Bigcheese updated this object.
Bigcheese added reviewers: rafael, ruiu.
Bigcheese added a subscriber: llvm-commits.
ruiu accepted this revision.Jul 29 2015, 4:19 PM
ruiu edited edge metadata.

I kind of like the original approach to teach Chunks how to apply
relocations to themselves. It looks more modular and easy to use
(the writer has to just tell Chunks to "write to here" and everything
including applying relocations is done in one shot).

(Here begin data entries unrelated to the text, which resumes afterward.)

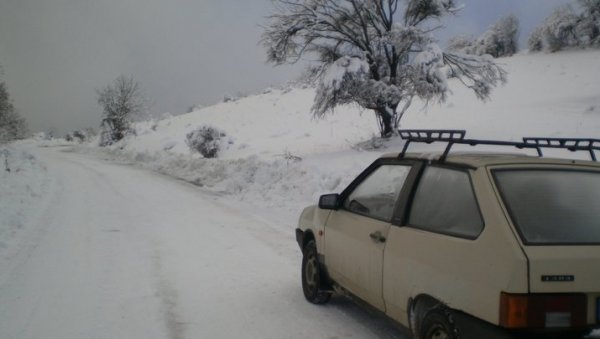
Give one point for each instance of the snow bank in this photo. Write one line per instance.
(22, 183)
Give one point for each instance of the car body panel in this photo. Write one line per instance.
(353, 258)
(467, 275)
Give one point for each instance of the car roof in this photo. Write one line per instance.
(482, 159)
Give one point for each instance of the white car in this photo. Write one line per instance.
(483, 245)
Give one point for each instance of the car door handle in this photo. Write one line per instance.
(377, 236)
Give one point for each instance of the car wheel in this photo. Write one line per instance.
(438, 324)
(311, 276)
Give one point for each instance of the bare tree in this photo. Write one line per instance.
(379, 54)
(12, 125)
(121, 102)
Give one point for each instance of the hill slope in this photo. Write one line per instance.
(279, 155)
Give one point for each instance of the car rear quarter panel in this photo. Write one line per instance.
(466, 275)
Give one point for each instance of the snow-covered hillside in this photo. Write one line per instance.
(91, 249)
(277, 149)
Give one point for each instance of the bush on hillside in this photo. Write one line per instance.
(207, 140)
(566, 28)
(500, 40)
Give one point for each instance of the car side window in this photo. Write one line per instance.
(445, 203)
(376, 195)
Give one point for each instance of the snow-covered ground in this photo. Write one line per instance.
(91, 248)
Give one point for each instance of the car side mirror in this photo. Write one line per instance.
(329, 201)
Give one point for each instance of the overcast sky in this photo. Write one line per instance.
(56, 53)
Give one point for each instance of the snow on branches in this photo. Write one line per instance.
(379, 54)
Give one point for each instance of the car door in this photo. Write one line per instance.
(356, 233)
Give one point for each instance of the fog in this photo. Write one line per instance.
(55, 53)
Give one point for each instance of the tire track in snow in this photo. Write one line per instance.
(168, 297)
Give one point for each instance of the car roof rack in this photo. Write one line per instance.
(452, 137)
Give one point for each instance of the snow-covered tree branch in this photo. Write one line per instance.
(121, 102)
(12, 125)
(379, 54)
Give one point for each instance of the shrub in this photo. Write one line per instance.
(206, 140)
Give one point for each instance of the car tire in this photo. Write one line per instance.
(438, 324)
(312, 276)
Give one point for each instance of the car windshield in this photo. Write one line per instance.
(553, 206)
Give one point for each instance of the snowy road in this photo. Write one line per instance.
(117, 252)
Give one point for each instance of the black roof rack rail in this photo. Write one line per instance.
(452, 137)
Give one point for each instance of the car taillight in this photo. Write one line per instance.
(598, 310)
(542, 310)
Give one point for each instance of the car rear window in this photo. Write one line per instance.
(445, 203)
(552, 206)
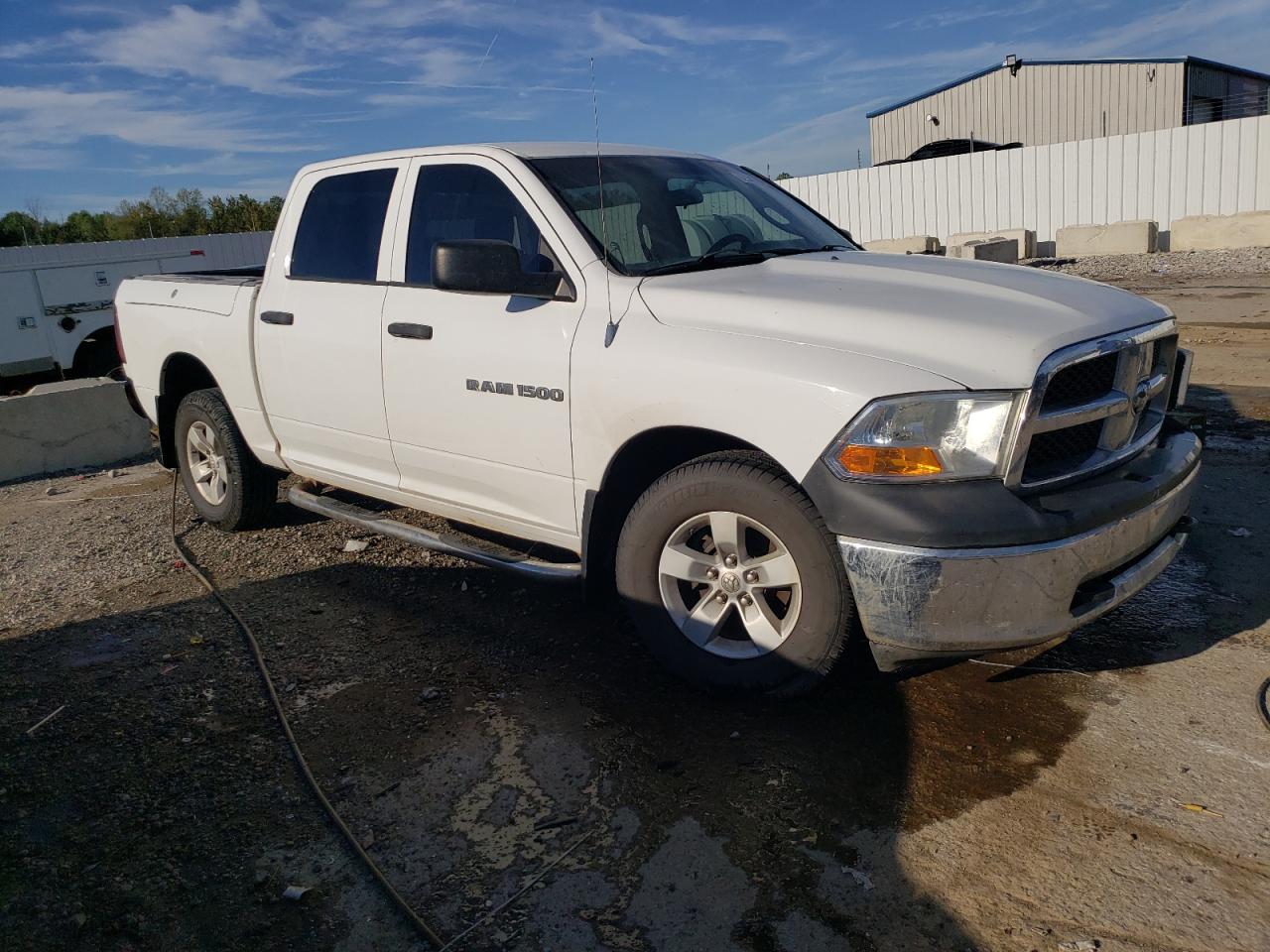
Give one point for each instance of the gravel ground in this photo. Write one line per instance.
(471, 728)
(1182, 266)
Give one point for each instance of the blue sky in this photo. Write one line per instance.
(102, 100)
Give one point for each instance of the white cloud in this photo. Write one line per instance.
(39, 123)
(825, 143)
(232, 48)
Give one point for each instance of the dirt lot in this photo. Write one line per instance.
(1114, 788)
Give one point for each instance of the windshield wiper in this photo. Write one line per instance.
(716, 259)
(783, 252)
(720, 259)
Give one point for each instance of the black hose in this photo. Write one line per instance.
(1264, 702)
(403, 906)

For COFF, we iterate the relocation table three times for dead-
stripping, applying relocations, and construct COFF base relocation
table. Iterating over a relocation table is not slow -- it's fast enough
to make me think to keep the three things separated. I'd keep them
separated in this file too.

ELF/Chunks.cpp
21–22 ↗(On Diff #30961)

May fit in 80 cols?

ELF/InputFiles.cpp
48 ↗(On Diff #30961)

Does this have to be std::stable_sort? std::sort doesn't work?

ELF/Symbols.h
90 ↗(On Diff #30961)

Add a blank line.

ELF/Writer.h
54 ↗(On Diff #30961)

These functions are sorted in the same order as they are called. So move this after writeSections (and move writeHeader below writeSections.)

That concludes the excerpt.